Por Júnior Rafael
Num país como Moçambique, em que as instituições deveriam ser defensoras do povo, é doloroso constatar que, em muitos momentos, elas se transformam no próprio instrumento de repressão. Enquanto os discursos oficiais culpam as “intempéries” – como secas, cheias ou crises económicas globais – pelas dificuldades enfrentadas pela população, ignora-se deliberadamente o verdadeiro agente violador dos direitos humanos: o próprio Estado.
É preciso dizer com todas as letras: se as intempéries violam os direitos humanos, então aquele que dispara gás lacrimogéneo em manifestações pacíficas, aquele que atira contra civis desarmados, aquele que persegue vozes críticas e silencia jornalistas está a violar muito mais do que o clima ou o ambiente jamais conseguiria.

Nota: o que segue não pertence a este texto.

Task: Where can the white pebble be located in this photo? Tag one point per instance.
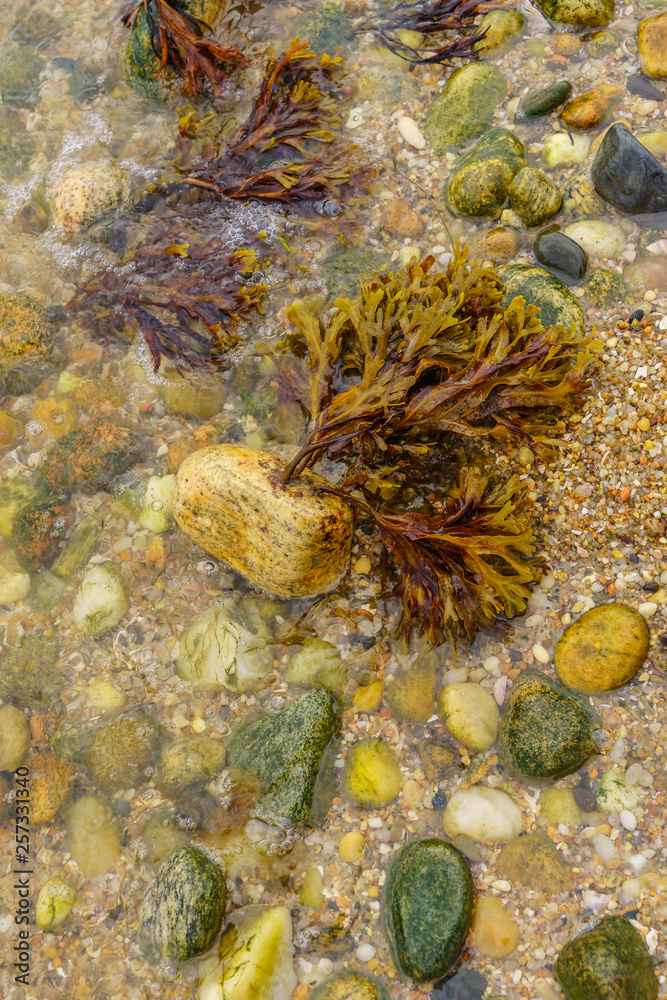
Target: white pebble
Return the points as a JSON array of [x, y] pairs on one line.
[[411, 132], [629, 820], [540, 653]]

Está a ferir a dignidade humana, está a subverter a Constituição e está a deslegitimar completamente o contrato social entre o povo e quem governa.
A Constituição da República de Moçambique, no seu artigo 40, garante o direito à vida e à integridade física e moral. O artigo 52 assegura o direito de reunião e de manifestação pacífica. No entanto, quantas vezes vimos esses direitos serem esmagados sob as botas de um regime que teme mais a liberdade de expressão do que a própria pobreza que ele perpetua?
O uso indiscriminado da força – com gás lacrimogéneo, balas reais e prisões arbitrárias – não é uma exceção. Tornou-se método. Tornou-se política de Estado. Tornou-se a linguagem do medo. E quando o Estado governa pelo medo, deixa de ser democrático e passa a ser autoritário, mesmo que se esconda atrás de eleições e protocolos internacionais.
A desculpa das “intempéries” é conveniente porque é impessoal. Culpa a natureza, o acaso, o destino. Mas quando uma criança morre porque a escola foi destruída não por um ciclone, mas por negligência estatal; quando um jovem é morto por protestar contra o custo de vida; quando um jornalista desaparece por investigar a corrupção – isso não é obra do clima. É obra de mãos humanas. É violência com assinatura institucional.
A comunidade internacional, muitas vezes cúmplice por omissão, finge surpresa. Mas os relatórios estão aí: da *Amnistia Internacional*, da *Human Rights Watch*, da *Freedom House*. Todos apontam para os mesmos abusos, para as mesmas práticas sistemáticas de repressão. E ainda assim, poucos se atrevem a levantar a voz. E quando o povo levanta, recebe por resposta gás e bala.
Portanto, é preciso reverter a narrativa. O maior desastre em Moçambique não são as intempéries climáticas. É o desastre moral de um Estado que violenta seus próprios cidadãos enquanto esconde suas mãos atrás da retórica do progresso e da estabilidade.
Enquanto houver impunidade para os que atiram, e silêncio para os que mandam atirar, a verdadeira tempestade não virá das nuvens, mas das estruturas de poder que esquecem que o povo não é inimigo – é o dono legítimo da nação.